Cognizant sees a digital future with a dual mandate
- Summary:
- For traditional IT services houses like Cognizant, digital represents an opportunity for radical reinvention of existing go-to-market business models.
I was amused to note the comments from Georgina O’Toole over at Techmarketview today when she notes:
When we reported on Atos’ H114 results in July, Atos was still an “international IT services company”. Since then some self-styling appears to have taken place, such that Atos in its Q3 results has become “an international leader in digital services”. We wonder how long the word “digital” will be popular for...
It’s a good question, but then of course in the ‘dedicated follower of fashion’ world of enterprise IT, we have always been at war with Eurasia - wherever Eurasia happens to be at any given point in the hype cycle.
But Atos appropriation of the digital handle isn’t unique. Over at fellow services giant Cognizant, CEO Francisco D’Souza sees becoming a digital services provider as critical to the future success of the firm.We have invested over the past three years to build our digital capabilities, and as previously indicated have seen significant traction of our social, mobile, analytics, and cloud offerings with clients. Across industries, we are seeing business reinvention, driven by the rapid consumerization of technology. This is bringing the physical and the digital worlds close together, and as a result, almost every physical process is being instrumented and digitized.
D’Souza sees a number of emerging trends as a consequence:
Digital technologies are becoming prevalent throughout our clients businesses, which is resulting in opportunities to expand beyond the CIOs office to departments such as marketing.
We see a need for deep, scalable expertise and foundation of technologies of social, mobile, analytics and cloud, which when combined with appropriate security models will be critical for enabling clients to realize their digital ambitions.
He adds:
In order to quickly realize value from digital technologies, we are working across our business units and bringing together strategy and industry knowledge, design, process thinking, and technology and data science.
We are seeing an integration of SKUs combining new skills like data science, design, instrumentation, and embedded sensors, with traditional skills like consulting and technology. These SKUs then work closely with client teams to produce rapid, short cycles of innovation.
Distilling and applying meaning from the digital data surrounding every person, process, organization, and device, or what we call a Code Halo, is leading to an urgent demand for interdisciplinary skills around data science, artificial intelligence, and mathematics.
Dual mandate
All of this means a new business model for the firm:
Many quarters back we saw signs of significant technology shift and a corresponding business model change driven by the ongoing volatility in major economies on one hand and the advent of new digital technologies on the other.
We said that the only way for businesses to adapt would be to simultaneously execute on efficiency and scale with existing systems, while driving business innovation through newer technologies. We refer to this as the dual mandate.
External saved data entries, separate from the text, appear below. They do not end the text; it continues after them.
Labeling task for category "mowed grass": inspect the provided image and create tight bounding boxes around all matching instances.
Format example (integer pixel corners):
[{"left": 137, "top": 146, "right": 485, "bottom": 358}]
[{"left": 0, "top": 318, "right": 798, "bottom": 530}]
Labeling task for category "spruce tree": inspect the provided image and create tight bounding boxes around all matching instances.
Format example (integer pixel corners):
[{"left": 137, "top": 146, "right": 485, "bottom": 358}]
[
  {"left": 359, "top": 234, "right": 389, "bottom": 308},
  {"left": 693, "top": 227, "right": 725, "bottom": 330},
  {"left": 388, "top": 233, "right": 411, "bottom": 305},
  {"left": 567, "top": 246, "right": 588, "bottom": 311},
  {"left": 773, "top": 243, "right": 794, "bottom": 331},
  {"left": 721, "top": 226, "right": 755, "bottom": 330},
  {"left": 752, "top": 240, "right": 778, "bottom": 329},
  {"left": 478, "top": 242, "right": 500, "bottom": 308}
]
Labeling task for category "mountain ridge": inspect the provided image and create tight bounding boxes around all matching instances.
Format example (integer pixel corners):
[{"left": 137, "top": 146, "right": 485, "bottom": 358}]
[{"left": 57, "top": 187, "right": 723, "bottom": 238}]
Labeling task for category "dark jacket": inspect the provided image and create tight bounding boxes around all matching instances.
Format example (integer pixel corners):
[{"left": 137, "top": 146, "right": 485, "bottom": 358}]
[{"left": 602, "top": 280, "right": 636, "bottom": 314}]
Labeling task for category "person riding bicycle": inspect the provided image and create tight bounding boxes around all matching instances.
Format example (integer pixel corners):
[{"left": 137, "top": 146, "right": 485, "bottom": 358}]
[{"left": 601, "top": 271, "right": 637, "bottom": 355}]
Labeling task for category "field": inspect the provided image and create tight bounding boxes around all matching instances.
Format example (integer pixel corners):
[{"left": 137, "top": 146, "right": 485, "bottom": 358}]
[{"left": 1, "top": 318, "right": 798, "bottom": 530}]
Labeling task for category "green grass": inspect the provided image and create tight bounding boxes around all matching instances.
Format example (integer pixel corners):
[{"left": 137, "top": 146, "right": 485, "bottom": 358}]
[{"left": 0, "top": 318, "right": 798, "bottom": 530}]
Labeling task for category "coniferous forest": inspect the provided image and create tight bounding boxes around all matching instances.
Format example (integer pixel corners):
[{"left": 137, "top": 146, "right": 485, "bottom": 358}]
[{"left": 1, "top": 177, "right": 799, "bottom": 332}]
D’Souza points to the healthcare industry as a case in point:
Healthcare, especially in the US is seeing significant disruption on account of regulatory reforms, aging populations, new technologies, greater need for transparency and increasing price competition. As a result healthcare clients are increasingly demanding end-to-end solutions that help them drive efficient operations, while investing for future growth to deal with the challenges facing the healthcare industry today.
With an underlying software platform running on infrastructure provided by Cognizant, delivered over the cloud, combined with the services required to run the business process, we will be able to offer a fully-integrated service to our clients and charge them on a per transaction or per user basis.
On one side of the dual mandate solutions like these allow us to work with healthcare peers and providers to optimize existing G&A spend, while improving the quality of their service. And on the other side of the dual mandate we’re actively working with healthcare clients on digital technology based innovation, creating for them increased agility in launching new products and participating in new markets to drive new sources of revenue.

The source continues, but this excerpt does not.